I Have never seen thoes either for any nissan. The only thing you could do is, get an old bezel and try to fiberglass something up.


----------



## Punkrocka436 (Jul 8, 2003)

i was afraid of that. thanks though


----------



## xt_out (Jun 23, 2003)

you can always get the lotec pillar pod. i've got one and its awesome quality.


----------



## xbrandonx (Mar 27, 2004)

xt_out said:


> you can always get the lotec pillar pod. i've got one and its awesome quality.


feel free to post up where you got it. :cheers:


----------



## Nismo1997 (Dec 26, 2003)

Nostrodomas said:


> I Have never seen thoes either for any nissan. The only thing you could do is, get an old bezel and try to fiberglass something up.
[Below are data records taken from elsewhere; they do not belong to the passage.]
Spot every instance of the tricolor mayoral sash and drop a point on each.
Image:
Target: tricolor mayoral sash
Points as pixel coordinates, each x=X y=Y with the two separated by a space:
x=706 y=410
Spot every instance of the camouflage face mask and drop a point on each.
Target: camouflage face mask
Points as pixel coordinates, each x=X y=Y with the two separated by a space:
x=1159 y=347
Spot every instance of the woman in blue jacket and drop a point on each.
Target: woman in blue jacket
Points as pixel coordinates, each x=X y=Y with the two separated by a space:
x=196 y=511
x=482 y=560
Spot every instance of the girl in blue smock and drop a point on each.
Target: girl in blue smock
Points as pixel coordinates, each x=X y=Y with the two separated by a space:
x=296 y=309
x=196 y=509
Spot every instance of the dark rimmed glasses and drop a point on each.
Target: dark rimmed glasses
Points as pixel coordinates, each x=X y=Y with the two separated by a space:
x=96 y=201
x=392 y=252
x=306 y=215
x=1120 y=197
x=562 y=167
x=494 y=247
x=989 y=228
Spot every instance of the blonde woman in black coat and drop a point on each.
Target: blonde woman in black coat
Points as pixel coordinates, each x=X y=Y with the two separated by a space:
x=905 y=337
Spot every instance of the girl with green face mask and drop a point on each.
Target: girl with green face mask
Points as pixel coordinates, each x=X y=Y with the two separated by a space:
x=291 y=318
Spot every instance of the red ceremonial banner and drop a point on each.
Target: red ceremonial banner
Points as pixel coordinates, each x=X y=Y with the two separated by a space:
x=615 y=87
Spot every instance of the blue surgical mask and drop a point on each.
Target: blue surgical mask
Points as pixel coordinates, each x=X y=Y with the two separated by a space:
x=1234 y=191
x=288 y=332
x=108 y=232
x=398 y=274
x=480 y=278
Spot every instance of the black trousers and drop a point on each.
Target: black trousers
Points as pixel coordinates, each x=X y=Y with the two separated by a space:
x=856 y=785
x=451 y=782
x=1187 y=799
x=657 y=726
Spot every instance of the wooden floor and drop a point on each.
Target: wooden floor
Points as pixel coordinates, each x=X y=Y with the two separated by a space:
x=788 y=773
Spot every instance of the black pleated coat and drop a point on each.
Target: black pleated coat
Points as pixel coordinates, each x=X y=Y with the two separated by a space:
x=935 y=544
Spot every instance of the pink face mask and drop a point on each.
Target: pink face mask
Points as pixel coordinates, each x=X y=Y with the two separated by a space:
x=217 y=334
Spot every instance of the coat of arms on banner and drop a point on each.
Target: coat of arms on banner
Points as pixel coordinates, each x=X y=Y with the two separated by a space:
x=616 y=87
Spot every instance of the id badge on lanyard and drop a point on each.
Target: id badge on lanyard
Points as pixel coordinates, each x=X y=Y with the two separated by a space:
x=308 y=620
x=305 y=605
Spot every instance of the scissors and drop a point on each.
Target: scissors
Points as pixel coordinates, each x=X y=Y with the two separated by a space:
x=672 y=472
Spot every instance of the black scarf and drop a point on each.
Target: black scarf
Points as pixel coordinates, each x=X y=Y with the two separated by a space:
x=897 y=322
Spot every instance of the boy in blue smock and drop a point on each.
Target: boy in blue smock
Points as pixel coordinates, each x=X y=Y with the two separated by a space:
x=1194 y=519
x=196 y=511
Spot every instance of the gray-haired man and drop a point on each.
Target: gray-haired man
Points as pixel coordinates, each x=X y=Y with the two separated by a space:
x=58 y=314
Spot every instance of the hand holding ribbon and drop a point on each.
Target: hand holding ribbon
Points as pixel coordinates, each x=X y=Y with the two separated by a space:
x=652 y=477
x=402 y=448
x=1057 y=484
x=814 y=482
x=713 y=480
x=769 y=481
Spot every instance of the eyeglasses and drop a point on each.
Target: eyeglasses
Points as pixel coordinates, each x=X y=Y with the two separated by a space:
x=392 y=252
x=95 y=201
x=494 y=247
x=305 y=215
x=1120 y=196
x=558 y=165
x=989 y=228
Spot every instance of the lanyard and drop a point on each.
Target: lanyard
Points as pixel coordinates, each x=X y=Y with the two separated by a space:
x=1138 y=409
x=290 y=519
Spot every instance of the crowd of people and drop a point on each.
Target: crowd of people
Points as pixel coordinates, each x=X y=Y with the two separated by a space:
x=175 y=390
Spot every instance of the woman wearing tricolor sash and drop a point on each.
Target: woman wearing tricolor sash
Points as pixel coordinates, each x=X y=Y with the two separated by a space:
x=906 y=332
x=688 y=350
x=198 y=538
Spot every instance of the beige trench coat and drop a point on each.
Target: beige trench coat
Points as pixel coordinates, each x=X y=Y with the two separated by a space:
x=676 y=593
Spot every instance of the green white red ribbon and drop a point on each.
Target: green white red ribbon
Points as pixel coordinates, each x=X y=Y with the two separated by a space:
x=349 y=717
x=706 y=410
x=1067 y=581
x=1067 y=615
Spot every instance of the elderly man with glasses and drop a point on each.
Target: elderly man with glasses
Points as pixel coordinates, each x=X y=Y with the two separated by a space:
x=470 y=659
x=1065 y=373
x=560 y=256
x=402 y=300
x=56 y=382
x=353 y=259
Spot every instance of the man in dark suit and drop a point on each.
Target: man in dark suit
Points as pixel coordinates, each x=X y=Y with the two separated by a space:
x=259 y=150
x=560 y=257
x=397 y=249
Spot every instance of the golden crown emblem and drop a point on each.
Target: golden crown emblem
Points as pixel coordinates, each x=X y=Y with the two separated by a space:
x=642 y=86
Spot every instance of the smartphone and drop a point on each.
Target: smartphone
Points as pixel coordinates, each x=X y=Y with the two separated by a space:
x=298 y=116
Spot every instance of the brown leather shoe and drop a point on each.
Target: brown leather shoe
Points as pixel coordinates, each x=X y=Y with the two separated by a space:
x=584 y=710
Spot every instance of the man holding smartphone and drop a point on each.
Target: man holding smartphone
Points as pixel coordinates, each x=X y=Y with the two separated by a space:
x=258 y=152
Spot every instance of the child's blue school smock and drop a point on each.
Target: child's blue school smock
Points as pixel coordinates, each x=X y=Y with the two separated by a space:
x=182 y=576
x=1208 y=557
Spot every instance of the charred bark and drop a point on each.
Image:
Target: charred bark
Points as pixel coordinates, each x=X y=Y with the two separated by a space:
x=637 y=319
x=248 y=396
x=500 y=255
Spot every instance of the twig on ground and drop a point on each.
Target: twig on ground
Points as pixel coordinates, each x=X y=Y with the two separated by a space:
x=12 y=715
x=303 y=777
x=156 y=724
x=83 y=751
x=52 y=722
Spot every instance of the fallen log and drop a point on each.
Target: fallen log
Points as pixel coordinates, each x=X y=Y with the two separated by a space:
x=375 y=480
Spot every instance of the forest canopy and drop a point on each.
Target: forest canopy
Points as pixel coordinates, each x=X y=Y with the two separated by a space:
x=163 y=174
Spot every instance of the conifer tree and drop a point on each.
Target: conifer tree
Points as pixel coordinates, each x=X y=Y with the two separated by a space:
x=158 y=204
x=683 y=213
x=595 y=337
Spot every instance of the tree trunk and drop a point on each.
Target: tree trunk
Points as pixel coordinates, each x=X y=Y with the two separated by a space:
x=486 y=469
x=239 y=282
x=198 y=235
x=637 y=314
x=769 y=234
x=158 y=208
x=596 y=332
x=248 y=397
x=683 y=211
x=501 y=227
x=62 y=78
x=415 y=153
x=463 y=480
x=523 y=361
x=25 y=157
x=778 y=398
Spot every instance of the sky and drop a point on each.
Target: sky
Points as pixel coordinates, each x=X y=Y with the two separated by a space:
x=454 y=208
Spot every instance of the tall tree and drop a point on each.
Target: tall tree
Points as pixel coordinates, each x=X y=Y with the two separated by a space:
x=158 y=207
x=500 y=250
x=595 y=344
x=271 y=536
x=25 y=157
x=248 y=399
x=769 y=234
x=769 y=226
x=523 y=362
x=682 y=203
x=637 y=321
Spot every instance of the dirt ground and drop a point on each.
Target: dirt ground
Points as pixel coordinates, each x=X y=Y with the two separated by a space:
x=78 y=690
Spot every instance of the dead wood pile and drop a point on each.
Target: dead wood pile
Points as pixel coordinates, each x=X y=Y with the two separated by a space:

 thats what im gonna b doing very soon..i just gotta finish putting my car back together and i will b doing that..ill let ya kno how it turns out :fluffy:


----------



## pete? (Jul 6, 2004)

Nismo1997 said:


> thats what im gonna b doing very soon..i just gotta finish putting my car back together and i will b doing that..ill let ya kno how it turns out :fluffy:


that will be cool but wont it get in the way of the water temp and oil?


----------



## myoung (Apr 15, 2002)

http://www.gaugepods.com/

This has been in at least 30 threads...


----------



## pete? (Jul 6, 2004)

^ah...it seems you know everything..............anything you dont know? lol


----------



## myoung (Apr 15, 2002)

1.6pete said:


> ^ah...it seems you know everything..............anything you dont know? lol


tons I don't know... and if I don't know it I research it.  then I know it. Amazing what you can find if you take a few minutes to look it up and use common sense.


----------



## Punkrocka436 (Jul 8, 2003)

i checked out gauge pods.com and didnt find what i was looking for. And i dont want guages on the a-pillar, too ricey for me


----------



## Rathi134 (Jul 11, 2003)

Punkrocka436 said:


> i checked out gauge pods.com and didnt find what i was looking for. And i dont want guages on the a-pillar, too ricey for me





too ricey? um you can try to find a din gauge holder(spot under radio) but i have looked for em and havent found em, im sure they are somewhere out there though


----------



## Nismo1997 (Dec 26, 2003)

Rathi134 said:


> too ricey? um you can try to find a din gauge holder(spot under radio) but i have looked for em and havent found em, im sure they are somewhere out there though


ive seen it on ebay a few times.


----------



## pete? (Jul 6, 2004)

myoung said:


> tons I don't know... and if I don't know it I research it.  then I know it. Amazing what you can find if you take a few minutes to look it up and use common sense.


indeed :cheers: chap


----------



## Rathi134 (Jul 11, 2003)

Nismo1997 said:


> ive seen it on ebay a few times.



well i busted a search on ebay came up with nothing, oh well im sure your right , but im sure they dont come up very often. good news i found a new mod for everyone to buy


mega horsepower


----------



## Punkrocka436 (Jul 8, 2003)

see i use my DIN pocket, otherwise i would just fabricate a pod out of ABS plastic. Looks like im fiberglassing.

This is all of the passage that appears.